A majority of adults in both Canada and the United States believe that cannabis ought to be legal, according to a two-country Angus Reid Public Opinion poll of 1,005 randomly selected Canadian adults and 1,002 randomly selected American adults.
In the online survey of representative national samples, a majority of Canadians (57 percent) and Americans (54 percent) support the legalization of marijuana. Sixty-six percent of those polled in both countries said that they anticipate that cannabis will be legalized within the next ten years.
Respondents strongly opposed the notion of legalizing any other illicit substances besides marijuana.

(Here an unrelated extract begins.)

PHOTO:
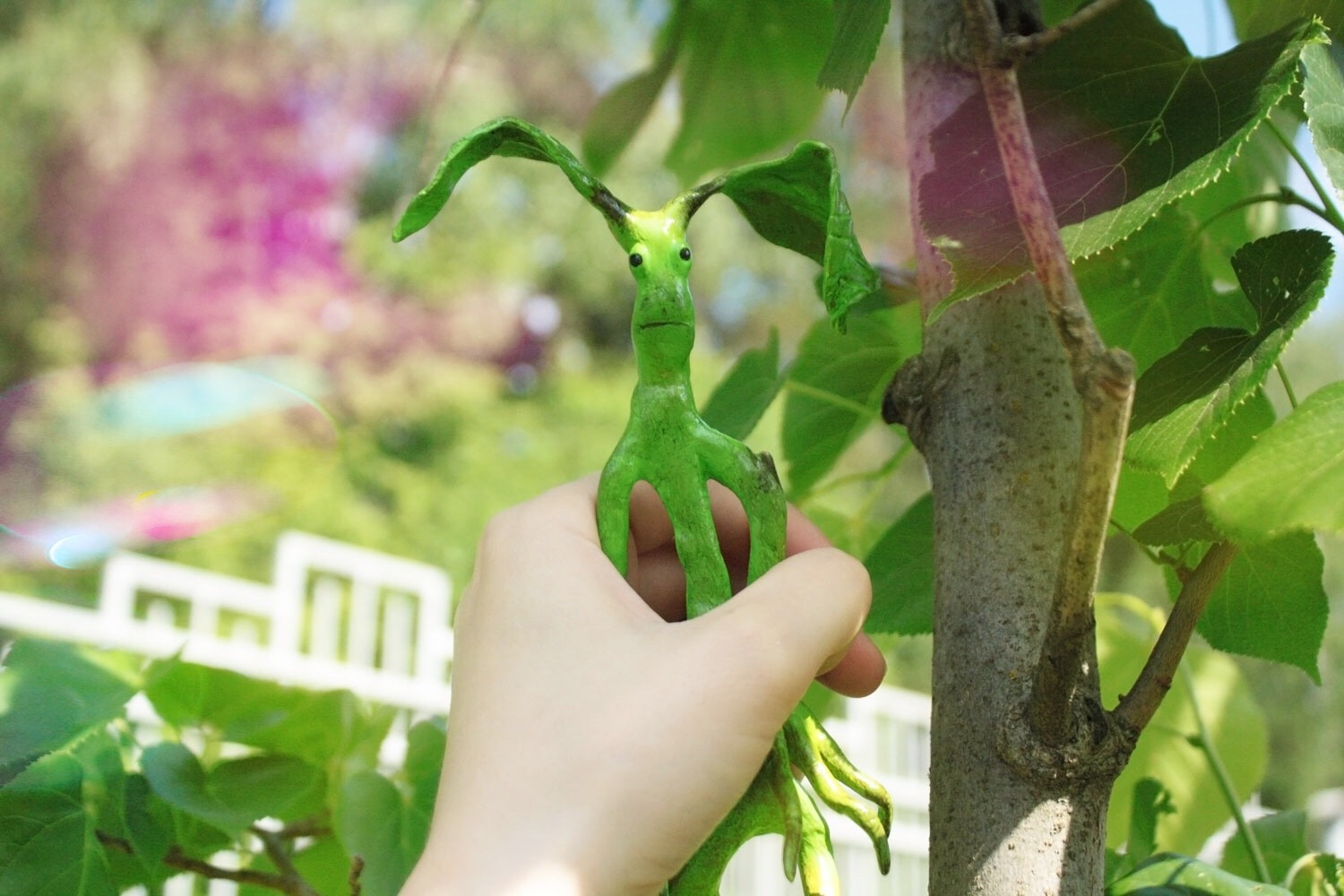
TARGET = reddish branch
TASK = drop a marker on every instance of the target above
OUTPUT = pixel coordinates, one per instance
(1104, 379)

Respondents in the Northeastern region of the United States expressed the highest level of support for legalizing marijuana (61 percent), while those in the South voiced the least level of support (51 percent). Nationally, 65 percent those age 18 to 34 backed legalization; 49 percent of respondents age 35 and older did so.

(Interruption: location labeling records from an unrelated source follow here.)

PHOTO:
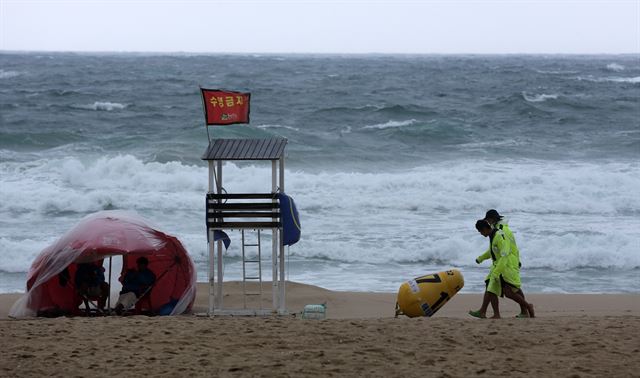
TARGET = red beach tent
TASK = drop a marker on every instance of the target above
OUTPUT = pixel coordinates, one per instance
(96, 237)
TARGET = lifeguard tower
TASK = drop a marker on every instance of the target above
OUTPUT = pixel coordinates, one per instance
(253, 214)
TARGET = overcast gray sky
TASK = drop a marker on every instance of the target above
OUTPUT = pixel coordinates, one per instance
(513, 26)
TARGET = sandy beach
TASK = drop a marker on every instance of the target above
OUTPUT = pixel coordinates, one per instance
(575, 335)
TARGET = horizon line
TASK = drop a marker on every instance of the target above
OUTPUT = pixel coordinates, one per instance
(132, 52)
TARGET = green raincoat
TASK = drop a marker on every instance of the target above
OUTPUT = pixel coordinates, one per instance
(506, 262)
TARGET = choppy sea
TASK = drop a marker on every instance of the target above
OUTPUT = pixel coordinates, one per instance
(391, 159)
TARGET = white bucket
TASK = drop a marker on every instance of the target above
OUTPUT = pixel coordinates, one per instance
(314, 311)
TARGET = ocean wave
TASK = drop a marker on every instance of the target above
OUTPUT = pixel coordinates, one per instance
(278, 127)
(539, 97)
(565, 214)
(615, 67)
(614, 79)
(102, 106)
(557, 72)
(8, 74)
(391, 124)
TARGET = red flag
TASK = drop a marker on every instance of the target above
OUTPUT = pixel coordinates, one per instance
(225, 107)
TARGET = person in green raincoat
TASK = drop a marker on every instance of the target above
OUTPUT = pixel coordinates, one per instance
(504, 275)
(497, 221)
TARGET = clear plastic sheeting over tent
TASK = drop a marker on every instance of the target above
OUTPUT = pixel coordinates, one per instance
(99, 236)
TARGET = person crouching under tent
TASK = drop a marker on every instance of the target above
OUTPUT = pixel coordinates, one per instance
(504, 276)
(135, 284)
(90, 285)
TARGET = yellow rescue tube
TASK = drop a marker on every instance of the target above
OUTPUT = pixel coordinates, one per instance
(425, 295)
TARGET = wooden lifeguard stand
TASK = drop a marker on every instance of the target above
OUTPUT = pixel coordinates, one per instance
(245, 211)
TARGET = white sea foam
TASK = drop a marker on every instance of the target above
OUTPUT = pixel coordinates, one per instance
(391, 124)
(565, 215)
(615, 67)
(103, 106)
(8, 74)
(539, 97)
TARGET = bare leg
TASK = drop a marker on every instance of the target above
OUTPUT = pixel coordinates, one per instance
(494, 305)
(482, 312)
(518, 297)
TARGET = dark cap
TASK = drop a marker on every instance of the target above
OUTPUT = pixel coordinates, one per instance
(493, 214)
(482, 224)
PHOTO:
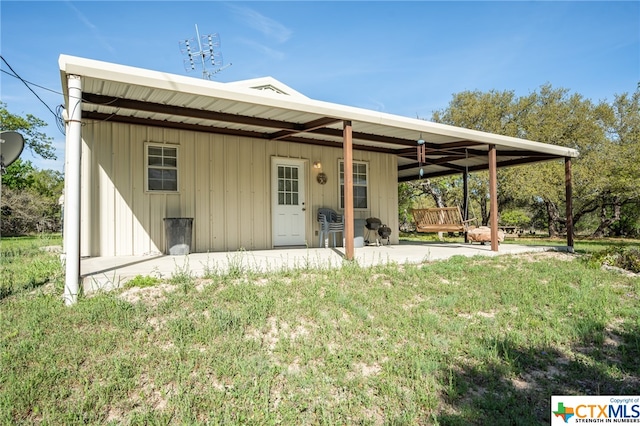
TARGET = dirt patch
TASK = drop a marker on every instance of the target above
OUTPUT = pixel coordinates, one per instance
(148, 295)
(276, 330)
(552, 254)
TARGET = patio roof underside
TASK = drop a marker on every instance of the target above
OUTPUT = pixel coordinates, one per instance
(449, 150)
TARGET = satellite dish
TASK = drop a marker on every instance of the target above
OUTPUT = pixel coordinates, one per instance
(11, 146)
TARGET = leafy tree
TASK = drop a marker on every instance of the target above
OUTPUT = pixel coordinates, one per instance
(29, 195)
(29, 126)
(605, 174)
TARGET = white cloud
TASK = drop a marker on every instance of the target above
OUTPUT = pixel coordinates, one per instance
(94, 29)
(267, 26)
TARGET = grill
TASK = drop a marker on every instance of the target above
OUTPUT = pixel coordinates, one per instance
(373, 224)
(385, 232)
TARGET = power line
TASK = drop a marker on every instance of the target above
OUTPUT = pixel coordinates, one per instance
(15, 74)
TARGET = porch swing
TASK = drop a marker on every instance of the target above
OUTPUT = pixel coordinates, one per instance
(442, 219)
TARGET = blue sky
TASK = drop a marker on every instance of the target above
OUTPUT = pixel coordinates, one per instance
(404, 58)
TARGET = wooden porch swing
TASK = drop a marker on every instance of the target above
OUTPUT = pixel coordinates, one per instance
(440, 219)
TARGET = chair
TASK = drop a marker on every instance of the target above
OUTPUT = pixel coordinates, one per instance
(330, 223)
(372, 225)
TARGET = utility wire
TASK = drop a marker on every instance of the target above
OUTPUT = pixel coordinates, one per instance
(28, 87)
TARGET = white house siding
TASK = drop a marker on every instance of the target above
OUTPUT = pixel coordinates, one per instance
(224, 184)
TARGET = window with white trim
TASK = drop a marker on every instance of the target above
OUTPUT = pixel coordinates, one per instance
(360, 185)
(162, 168)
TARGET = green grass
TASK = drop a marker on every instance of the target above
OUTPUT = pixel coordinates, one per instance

In Canada, men (64 percent) were more likely than women (50 percent) to call for the legalization of cannabis. By contrast, Americans’ support for legalization was nearly equally among genders (55 percent male support versus 53 percent female support).
The Angus Reid results are similar to those of other national surveys — including those conducted by Gallup, Rasmussen, and YouGov — showing that more Americans now support legalizing the adult use of cannabis than support maintaining its prohibition.